He paused, choosing his words, and when he resumed he didn’t look at me directly. “I know it cannot have been easy for you. Perhaps to some of our old comrades, those stern men with their iron sense of duty, men like Havelock and Hope Grant and Hodson (God rest them), it might have seemed nothing out of the way… but not, I think, to you. Not to one in whom, I believe, duty has always been tempered with humanity, yes, and chivalry. Not,” he concluded, looking me in the eye, “to good-hearted Harry Flashman.” He stood up and shook my hand again. “Thank you, old fellow. That said, we’ll say no more.”

If I sat blinking dumbly it was not in manly embarrassment but in amazement at his remarkable misreading of my nature. All my life people had been taking me at face value, supposing that such a big, bluff daredevilish-looking fellow must be heroic, but here was a new and wondrous misconception.
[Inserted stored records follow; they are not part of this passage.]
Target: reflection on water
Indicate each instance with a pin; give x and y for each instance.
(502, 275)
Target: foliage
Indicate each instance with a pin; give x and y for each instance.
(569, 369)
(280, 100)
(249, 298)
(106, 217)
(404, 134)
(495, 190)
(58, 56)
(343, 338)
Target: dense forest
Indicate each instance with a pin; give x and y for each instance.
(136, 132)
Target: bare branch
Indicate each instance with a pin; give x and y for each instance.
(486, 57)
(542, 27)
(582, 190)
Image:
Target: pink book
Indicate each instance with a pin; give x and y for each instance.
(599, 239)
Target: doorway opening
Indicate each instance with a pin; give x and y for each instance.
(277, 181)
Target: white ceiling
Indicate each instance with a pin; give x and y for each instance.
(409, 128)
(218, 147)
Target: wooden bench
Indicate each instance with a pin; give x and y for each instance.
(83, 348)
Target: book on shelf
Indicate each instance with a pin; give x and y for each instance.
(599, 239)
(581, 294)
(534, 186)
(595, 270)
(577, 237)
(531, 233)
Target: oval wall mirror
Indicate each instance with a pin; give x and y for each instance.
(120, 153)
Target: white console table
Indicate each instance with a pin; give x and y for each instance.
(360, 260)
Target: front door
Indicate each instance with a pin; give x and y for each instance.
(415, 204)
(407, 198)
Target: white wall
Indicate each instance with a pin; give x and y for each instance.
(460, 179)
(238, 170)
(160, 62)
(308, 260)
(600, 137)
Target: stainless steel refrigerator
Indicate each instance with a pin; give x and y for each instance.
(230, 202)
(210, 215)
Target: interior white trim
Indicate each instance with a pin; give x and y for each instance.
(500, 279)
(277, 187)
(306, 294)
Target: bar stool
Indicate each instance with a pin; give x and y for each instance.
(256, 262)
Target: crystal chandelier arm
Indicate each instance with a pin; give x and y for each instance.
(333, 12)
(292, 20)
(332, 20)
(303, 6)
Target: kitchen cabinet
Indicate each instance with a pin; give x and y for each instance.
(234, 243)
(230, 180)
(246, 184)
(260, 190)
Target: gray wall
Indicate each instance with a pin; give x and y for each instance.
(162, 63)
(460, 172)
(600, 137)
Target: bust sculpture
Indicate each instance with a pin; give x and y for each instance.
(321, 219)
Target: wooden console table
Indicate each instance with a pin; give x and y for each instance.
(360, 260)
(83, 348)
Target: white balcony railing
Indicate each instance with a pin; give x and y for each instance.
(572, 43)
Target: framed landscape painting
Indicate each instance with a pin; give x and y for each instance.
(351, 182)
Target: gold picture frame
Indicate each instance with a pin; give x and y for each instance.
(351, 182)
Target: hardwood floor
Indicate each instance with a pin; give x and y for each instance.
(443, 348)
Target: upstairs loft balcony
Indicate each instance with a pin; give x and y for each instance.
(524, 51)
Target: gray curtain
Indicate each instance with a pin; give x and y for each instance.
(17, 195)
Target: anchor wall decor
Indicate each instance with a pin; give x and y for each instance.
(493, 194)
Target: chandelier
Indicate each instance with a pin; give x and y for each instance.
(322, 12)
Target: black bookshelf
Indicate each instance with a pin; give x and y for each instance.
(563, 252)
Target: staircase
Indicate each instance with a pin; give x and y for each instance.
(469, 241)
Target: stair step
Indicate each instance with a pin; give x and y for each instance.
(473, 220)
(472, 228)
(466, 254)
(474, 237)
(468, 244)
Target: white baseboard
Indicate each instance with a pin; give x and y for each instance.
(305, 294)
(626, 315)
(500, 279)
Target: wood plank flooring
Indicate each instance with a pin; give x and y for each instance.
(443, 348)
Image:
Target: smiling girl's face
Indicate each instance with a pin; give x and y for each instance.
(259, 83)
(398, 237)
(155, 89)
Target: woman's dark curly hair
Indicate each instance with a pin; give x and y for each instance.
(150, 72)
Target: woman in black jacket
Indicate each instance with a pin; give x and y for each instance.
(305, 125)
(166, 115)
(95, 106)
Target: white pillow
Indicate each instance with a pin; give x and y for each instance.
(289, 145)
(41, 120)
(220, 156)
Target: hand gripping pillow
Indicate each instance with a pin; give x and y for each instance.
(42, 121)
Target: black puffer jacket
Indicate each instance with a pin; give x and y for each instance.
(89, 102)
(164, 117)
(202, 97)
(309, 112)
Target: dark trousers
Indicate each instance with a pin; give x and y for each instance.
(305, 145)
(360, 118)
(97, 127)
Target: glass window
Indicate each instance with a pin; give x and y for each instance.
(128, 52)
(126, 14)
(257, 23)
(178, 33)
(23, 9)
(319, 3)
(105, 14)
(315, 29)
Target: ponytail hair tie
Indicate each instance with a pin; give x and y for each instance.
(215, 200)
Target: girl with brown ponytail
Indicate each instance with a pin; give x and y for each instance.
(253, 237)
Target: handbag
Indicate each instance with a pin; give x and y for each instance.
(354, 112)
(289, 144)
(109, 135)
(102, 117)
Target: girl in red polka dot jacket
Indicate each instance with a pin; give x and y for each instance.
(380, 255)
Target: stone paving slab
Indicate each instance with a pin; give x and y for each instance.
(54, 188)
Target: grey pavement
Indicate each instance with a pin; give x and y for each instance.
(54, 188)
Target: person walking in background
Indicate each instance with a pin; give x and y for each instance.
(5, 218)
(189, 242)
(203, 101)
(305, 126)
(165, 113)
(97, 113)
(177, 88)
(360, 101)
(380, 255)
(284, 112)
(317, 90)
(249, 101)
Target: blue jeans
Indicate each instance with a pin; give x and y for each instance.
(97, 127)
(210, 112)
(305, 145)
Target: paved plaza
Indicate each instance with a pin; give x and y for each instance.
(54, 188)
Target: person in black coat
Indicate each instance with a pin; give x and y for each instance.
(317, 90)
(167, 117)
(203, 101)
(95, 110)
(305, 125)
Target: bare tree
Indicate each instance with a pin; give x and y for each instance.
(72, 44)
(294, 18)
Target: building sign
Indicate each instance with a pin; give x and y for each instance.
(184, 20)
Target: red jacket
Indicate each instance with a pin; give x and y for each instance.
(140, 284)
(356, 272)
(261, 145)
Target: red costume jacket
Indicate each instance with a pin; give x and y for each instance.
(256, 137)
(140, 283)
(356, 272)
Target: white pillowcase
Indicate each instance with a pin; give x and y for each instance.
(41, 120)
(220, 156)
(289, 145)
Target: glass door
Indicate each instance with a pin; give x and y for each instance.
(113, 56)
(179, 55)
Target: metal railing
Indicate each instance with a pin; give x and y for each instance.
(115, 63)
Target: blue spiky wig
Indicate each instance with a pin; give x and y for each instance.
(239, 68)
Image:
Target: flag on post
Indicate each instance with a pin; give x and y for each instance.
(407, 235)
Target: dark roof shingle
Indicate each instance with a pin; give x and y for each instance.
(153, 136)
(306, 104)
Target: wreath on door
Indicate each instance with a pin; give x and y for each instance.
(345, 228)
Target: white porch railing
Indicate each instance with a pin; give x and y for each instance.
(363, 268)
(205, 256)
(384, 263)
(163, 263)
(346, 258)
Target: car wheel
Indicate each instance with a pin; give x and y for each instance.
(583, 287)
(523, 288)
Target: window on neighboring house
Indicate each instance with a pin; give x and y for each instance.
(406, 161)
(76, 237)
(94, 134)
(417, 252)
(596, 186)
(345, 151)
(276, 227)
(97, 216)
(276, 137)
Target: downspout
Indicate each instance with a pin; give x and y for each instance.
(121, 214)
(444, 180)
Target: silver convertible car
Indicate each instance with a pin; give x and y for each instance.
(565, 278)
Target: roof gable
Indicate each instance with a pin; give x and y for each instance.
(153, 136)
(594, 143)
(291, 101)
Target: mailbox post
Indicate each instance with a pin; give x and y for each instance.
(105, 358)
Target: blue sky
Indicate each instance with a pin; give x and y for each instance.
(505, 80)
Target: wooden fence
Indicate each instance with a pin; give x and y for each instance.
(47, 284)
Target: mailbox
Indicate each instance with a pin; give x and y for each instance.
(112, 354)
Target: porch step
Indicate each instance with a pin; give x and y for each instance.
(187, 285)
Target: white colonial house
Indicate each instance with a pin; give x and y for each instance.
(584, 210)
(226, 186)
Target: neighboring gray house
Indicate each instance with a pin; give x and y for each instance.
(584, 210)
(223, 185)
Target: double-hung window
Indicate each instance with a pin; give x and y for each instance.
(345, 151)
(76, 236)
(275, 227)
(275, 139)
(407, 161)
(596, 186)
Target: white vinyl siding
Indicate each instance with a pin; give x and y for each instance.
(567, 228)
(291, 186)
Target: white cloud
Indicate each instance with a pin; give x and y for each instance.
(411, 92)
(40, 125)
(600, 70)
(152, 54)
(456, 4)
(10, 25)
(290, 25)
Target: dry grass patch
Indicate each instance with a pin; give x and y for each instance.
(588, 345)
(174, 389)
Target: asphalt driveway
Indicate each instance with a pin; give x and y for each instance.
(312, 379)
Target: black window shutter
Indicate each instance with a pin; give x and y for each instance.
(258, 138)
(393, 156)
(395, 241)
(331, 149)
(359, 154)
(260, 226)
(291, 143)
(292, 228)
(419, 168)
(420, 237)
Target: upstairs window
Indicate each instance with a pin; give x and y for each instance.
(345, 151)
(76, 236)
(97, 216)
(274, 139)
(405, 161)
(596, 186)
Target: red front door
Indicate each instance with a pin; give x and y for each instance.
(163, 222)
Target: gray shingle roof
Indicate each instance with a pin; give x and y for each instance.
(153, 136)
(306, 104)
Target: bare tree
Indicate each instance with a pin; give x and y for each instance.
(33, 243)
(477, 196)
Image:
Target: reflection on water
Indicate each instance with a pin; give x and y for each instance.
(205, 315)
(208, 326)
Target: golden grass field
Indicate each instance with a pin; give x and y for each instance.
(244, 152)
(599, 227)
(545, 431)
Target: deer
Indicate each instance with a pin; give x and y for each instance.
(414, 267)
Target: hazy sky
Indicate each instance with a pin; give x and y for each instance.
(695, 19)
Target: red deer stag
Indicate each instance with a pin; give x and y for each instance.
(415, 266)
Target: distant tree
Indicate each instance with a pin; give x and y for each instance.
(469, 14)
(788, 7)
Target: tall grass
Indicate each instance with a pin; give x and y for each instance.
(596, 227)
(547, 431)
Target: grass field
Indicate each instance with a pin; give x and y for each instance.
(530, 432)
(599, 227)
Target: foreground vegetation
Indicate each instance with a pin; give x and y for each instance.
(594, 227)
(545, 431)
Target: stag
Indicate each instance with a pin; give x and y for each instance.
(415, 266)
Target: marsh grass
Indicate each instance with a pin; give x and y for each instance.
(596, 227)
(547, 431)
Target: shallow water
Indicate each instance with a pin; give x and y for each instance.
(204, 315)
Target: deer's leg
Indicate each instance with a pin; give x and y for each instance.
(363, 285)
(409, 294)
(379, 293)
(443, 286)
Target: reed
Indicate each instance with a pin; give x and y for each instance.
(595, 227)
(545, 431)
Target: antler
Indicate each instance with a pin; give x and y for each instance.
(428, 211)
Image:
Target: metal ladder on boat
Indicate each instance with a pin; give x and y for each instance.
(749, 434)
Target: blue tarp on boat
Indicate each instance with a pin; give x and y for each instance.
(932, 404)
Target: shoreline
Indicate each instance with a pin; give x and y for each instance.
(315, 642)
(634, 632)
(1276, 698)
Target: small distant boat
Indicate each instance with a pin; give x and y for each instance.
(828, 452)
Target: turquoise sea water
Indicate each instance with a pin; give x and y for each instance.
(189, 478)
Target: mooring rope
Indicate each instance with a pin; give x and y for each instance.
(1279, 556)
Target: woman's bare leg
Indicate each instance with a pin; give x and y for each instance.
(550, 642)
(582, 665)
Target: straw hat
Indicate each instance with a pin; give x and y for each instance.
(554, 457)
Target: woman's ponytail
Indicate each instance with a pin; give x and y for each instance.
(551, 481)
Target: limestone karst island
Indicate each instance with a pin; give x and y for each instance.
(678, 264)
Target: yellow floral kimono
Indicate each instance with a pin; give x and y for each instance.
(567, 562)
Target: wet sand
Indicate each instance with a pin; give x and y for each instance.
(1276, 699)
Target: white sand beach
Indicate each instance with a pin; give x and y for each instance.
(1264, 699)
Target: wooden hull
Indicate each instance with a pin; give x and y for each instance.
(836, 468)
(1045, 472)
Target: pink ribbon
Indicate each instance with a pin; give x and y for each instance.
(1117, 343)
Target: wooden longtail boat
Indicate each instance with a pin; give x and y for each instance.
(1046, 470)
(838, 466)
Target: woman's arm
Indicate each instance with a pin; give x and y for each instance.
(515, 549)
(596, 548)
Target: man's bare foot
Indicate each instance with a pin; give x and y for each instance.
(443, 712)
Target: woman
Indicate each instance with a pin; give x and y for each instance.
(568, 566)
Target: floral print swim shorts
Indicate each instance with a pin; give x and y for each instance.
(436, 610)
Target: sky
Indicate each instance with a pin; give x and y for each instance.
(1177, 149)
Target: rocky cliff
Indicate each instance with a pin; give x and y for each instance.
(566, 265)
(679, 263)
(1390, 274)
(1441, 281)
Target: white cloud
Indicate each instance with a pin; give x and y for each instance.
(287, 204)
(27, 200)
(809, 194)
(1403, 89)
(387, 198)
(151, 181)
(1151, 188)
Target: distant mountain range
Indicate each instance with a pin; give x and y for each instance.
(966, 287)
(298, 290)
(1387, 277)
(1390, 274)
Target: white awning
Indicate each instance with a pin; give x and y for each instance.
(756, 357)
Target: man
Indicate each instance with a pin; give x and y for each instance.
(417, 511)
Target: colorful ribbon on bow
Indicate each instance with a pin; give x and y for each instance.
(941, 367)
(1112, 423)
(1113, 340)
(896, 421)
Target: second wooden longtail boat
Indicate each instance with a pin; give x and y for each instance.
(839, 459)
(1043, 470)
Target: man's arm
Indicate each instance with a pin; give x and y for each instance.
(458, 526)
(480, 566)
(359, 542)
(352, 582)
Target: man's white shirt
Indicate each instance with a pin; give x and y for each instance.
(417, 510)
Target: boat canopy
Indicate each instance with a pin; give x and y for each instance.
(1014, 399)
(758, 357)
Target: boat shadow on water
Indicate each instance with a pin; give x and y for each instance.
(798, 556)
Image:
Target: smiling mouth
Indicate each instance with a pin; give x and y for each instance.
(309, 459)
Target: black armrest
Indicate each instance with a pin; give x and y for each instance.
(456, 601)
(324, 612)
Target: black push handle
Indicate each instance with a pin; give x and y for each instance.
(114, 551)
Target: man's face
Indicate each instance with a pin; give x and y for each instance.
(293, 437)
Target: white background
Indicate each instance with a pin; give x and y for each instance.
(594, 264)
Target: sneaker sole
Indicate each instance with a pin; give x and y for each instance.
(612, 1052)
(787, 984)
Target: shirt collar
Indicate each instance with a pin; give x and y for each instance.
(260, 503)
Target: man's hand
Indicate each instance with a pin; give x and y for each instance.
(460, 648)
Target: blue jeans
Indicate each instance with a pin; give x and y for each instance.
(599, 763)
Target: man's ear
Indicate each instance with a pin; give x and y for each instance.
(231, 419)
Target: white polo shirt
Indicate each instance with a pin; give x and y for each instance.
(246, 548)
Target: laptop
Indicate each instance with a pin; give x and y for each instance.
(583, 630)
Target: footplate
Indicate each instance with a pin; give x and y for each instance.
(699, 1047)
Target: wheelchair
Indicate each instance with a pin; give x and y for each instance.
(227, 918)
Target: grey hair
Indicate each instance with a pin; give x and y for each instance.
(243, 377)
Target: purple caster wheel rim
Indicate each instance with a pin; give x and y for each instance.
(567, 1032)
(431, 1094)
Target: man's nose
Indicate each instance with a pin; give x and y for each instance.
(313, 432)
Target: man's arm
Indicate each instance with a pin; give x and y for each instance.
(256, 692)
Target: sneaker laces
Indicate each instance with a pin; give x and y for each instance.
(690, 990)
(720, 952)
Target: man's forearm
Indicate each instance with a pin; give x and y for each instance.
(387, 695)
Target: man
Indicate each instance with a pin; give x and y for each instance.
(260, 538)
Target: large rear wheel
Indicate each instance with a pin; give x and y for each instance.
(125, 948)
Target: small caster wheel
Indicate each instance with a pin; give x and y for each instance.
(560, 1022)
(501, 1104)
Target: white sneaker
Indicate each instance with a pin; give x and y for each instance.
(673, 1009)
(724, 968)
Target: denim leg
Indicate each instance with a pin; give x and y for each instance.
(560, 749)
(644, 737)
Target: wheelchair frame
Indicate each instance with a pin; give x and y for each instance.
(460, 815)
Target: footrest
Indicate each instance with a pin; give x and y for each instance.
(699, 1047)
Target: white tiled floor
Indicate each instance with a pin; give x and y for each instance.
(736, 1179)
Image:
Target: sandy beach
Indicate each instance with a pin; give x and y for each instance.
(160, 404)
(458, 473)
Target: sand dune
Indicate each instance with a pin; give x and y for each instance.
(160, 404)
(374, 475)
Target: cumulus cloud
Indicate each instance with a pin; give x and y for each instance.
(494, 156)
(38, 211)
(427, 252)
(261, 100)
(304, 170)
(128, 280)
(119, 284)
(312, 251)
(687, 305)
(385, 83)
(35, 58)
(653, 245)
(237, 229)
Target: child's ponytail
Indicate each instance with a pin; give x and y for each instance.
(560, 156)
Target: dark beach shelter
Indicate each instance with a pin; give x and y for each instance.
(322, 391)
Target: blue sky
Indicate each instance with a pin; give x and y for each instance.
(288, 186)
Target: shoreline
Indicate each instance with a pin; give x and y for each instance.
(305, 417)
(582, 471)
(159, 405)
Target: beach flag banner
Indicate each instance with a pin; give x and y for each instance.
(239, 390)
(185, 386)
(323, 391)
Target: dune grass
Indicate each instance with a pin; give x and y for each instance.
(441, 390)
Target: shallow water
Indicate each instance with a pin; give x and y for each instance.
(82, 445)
Just because I’d tickled his funnybone years ago by my offhand impudence to Hardinge, and been hail-fellow Flash Harry with the gift of popularity (as Thomas Hughes observed), I must therefore be “good-hearted'… and even humane and chivalrous, God help us, the kind of decent Christian whose conscience would be wrung to ribbons because he’d felt obliged to do away with an inconvenient nigger for the sake of the side.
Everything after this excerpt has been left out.